II - La Communauté européenne du Charbon et de l’Acier
9 mai 1950 - La déclaration de Robert Schuman
« Les progrès de l’idée européenne, les différentes réalisations de l’Après-guerre et les premiers effets de l’aide américaine ont entretenu une lueur d’espoir mais il manque un projet d’envergure, aux objectifs précis. Beaucoup sont tentés de bâtir l’unité sur des fondations atlantiques mais des hommes comme Jean Monnet et Robert Schuman considèrent que la dynamique doit être avant tout le fait des seuls Européens et permettre une réconciliation franco-allemande basée sur des relations de solidarité. En outre, ils considèrent que la France doit absolument reprendre l’initiative et proposer une politique allemande et européenne novatrice, devant les impatiences croissantes de Washington et Londres. Préparé dans le plus grand secret par Jean Monnet et quelques collaborateurs, le plan prévoit la création d’un pool charbon-acier : il est transmis, le 3 mai 1950, sous forme d’un mémorandum au ministre français des Affaires étrangères, Robert Schuman. Celui-ci agit immédiatement. Bousculant les habitudes et les convenances, il décide de jouer sur l’effet de surprise. Le 9 mai, dans le salon de l’Horloge du Quai d’Orsay, il présente une déclaration devenue célèbre, par laquelle il révèle la teneur du projet dont seul le chancelier Adenauer a été informé quelques heures plus tôt. C’est la naissance de la Communauté européenne du Charbon et de l’Acier qui suscite l’enthousiasme des opinions publiques et recueille l’approbation des gouvernements allemand, italien, belge, néerlandais et luxembourgeois. Les États doivent transférer l’exercice d’une part de leur souveraineté à une Haute Autorité, supranationale et indépendante. » (G-H Soutou, L’Héritage européen de Robert Schuman, p. 25).
Jean Monnet (1888-1979)
Ancien Secrétaire général adjoint de la Société des Nations, excellent connaisseur des questions économiques et financières internationales, personnalité appréciée des milieux anglo-saxons, il entre en 1945 au Gouvernement provisoire en qualité de Commissaire général au Plan. Il est le premier président de la Haute Autorité de la CECA.

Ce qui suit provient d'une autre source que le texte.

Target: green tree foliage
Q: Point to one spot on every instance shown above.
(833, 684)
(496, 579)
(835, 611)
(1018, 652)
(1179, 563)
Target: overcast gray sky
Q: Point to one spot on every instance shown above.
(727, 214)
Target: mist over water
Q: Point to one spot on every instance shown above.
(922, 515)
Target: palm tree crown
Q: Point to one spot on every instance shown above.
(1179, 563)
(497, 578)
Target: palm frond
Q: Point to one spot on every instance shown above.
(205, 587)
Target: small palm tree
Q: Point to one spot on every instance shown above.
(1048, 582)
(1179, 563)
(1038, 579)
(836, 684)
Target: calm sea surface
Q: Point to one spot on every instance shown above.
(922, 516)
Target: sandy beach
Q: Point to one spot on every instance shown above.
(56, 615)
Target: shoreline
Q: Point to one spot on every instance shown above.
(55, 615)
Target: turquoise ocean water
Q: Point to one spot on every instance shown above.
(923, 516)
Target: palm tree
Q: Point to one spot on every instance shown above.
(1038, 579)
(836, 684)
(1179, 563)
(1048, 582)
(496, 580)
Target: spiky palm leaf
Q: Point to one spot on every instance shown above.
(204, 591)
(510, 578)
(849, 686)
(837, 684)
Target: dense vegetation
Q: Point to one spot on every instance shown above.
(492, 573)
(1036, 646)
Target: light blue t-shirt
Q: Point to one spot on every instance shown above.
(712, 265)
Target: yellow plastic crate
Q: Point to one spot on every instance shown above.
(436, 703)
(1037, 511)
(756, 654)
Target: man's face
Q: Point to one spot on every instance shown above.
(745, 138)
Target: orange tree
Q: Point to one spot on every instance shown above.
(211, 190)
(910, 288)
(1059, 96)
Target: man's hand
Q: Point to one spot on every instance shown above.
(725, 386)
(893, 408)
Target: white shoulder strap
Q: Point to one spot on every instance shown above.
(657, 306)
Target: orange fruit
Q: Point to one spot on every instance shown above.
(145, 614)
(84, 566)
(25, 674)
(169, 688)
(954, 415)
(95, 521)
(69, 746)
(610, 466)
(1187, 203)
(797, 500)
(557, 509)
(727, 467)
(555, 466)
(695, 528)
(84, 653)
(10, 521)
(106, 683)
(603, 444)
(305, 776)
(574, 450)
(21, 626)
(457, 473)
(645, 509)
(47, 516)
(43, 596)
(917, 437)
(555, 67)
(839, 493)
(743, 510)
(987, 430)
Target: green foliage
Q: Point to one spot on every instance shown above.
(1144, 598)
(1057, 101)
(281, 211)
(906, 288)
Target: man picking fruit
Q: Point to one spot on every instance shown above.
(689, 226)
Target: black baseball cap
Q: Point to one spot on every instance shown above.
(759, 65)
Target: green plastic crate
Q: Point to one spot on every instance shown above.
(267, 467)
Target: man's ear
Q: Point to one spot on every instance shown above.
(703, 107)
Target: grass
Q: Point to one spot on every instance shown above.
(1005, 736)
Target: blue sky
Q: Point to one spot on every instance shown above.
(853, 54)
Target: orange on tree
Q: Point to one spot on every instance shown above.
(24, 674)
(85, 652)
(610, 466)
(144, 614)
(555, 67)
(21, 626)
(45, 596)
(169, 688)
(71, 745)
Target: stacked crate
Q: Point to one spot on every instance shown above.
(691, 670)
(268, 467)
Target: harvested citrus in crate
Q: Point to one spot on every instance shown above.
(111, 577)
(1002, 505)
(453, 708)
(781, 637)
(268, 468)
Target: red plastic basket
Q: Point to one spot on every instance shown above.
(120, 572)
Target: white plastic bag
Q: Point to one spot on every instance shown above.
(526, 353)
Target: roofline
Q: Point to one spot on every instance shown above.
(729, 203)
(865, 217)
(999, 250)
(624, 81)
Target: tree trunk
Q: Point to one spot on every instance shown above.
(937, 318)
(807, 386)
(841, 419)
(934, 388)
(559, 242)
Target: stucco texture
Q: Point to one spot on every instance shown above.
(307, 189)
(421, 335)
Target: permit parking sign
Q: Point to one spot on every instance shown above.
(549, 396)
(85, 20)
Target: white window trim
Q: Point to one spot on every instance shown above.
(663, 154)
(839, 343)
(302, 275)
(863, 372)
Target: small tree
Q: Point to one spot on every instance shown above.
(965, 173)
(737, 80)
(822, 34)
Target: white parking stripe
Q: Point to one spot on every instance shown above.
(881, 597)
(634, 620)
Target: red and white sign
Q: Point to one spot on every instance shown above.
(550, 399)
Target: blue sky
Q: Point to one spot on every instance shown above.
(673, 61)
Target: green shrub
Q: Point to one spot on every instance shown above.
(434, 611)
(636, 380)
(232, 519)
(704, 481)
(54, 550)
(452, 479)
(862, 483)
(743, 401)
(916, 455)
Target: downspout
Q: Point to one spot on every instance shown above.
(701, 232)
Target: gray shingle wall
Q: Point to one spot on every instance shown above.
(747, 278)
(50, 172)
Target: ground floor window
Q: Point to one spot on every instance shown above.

Robert Schuman (1886-1963), ministre des Affaires étrangères de 1948 à 1953
D’origine lorraine, élu député de la Moselle en 1919, cet avocat de formation s’inspira toute sa vie des conceptions de la démocratie chrétienne et n’entretint jamais à l’égard des voisins allemands l’antigermanisme que partageaient nombre de ses compatriotes. Personnalité de premier plan sous la IVe République, membre éminent du MRP (Mouvement Républicain Populaire), il se fait l’apôtre de la réconciliation franco-allemande et est convaincu du bien-fondé des projets de Jean Monnet.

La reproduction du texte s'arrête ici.